Düz bir alanda yavaş yavaş akan bir ırmak, genellikle menderesler çizerek, kıvrımlı bir yol izler. Taşkın zamanlarında, ırmağın suyu bu kıvrımlardan birini atlayarak akabilir. Sular çekildikten sonra bu kıvrım ana ırmaktan ayrılarak dar ve uzun bir göl oluşturabilir. Bu tür göller, akmaz göl (kopuk menderes) olarak adlandırılır. Akmaz göller Mississippi Irmağı boyunca sıkça görülür. İngiltere’deki Norfolk gölleri de bu tür göllerdendir.
Kıyı boyunca rüzgârla savrulan kumlar bir koy ya da bir ırmak ağzında birikerek suyu orada hapsederse lagünler oluşur. Lagünlere denizin sığ, kıyının alçak olduğu yerlerde, örneğin deltalarda sık sık rastlanır. Nil deltasında bu türden birkaç lagün vardır. Lagünler Türkiye’de oldukça sık görülür. Bunların en önemlileri Büyükçekmece, Küçükçekmece ve Terkos gölleridir.
Göllerin çoğu yok olma sürecindedir ve bu süreç gölün oluşumuyla birlikte başlar. Göl taşkını ile oluşan ırmaklar, kendi yataklarıyla birlikte gölün havza ağzını da derinleştirir. Böylece gölün su düzeyi sürekli düşer. Su düzeyindeki bu düşüş, göl yok oluncaya kadar sürer. Bir göle akan ırmaklar gölün yavaş yavaş ortadan kalkmasında daha da etkilidir. Göle akan ırmaklar, taşıdıkları çamur ve çakılları göl yatağına yığarlar. Irmak ağzında deltalar oluşur ve bu deltalar göl boyunca yayılarak havzayı doldurur. Bu süreç sonunda gölden geriye yalnızca düz bir alan kalır.
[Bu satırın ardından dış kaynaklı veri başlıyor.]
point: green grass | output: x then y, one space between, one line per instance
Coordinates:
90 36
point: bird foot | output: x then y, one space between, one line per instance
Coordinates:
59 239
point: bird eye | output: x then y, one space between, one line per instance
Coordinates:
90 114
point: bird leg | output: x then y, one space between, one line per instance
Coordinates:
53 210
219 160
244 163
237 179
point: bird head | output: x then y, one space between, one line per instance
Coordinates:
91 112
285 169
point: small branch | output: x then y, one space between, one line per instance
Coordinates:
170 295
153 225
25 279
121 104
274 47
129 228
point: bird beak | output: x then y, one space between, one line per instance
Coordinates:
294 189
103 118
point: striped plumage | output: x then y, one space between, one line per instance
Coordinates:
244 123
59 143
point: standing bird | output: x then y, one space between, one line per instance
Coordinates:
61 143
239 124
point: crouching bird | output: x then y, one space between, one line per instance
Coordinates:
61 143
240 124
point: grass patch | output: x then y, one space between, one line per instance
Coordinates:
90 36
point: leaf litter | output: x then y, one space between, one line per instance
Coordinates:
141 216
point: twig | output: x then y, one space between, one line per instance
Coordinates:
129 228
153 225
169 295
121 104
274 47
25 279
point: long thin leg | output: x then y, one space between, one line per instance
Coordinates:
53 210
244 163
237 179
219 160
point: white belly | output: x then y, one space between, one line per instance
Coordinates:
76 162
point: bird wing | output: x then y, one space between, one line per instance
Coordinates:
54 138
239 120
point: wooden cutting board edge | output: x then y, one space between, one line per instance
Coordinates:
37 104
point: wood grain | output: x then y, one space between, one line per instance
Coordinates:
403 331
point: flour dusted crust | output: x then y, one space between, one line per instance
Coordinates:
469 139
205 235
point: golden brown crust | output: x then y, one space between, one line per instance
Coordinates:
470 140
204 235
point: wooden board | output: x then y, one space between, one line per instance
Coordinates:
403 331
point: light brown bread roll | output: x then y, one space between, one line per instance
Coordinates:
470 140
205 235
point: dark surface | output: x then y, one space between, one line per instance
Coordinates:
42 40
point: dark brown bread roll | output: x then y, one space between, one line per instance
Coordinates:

Rhöne Irmağı’nın, İsviçre’deki Cenevre Gölü’ne akan suyu çamurlu ve bulanıktır. Getirdiği çamurları göl yatağına bırakır ve gölü temiz, parlak ve mavi bir ırmak olarak terk eder. Eski göl yataklarında bu yolla verimli topraklar birikmiştir. Göller hızlı akan ırmakların hızlarını keserek su taşkınlarını da önler. Irmağın fazla suyunu geniş yüzeylerine yayarak olası bir sel tehlikesini ortadan kaldırır. Bu göller kurak mevsimlerde kendilerine akan ırmakların su düzeylerinin çok alçalmasını da engeller. Ren Irmağı üzerindeki Konstanz Gölü bu duruma iyi bir örnektir. Birçok göl kentlere su sağlayarak, su deposu görevi de görür. Ayrıca, ırmaklar üzerine yapılan barajlarla büyük baraj gölleri de oluşturulmuştur. Keban baraj gölü Türkiye’nin gölleri arasında kapladığı alan bakımından üçüncü büyük göldür.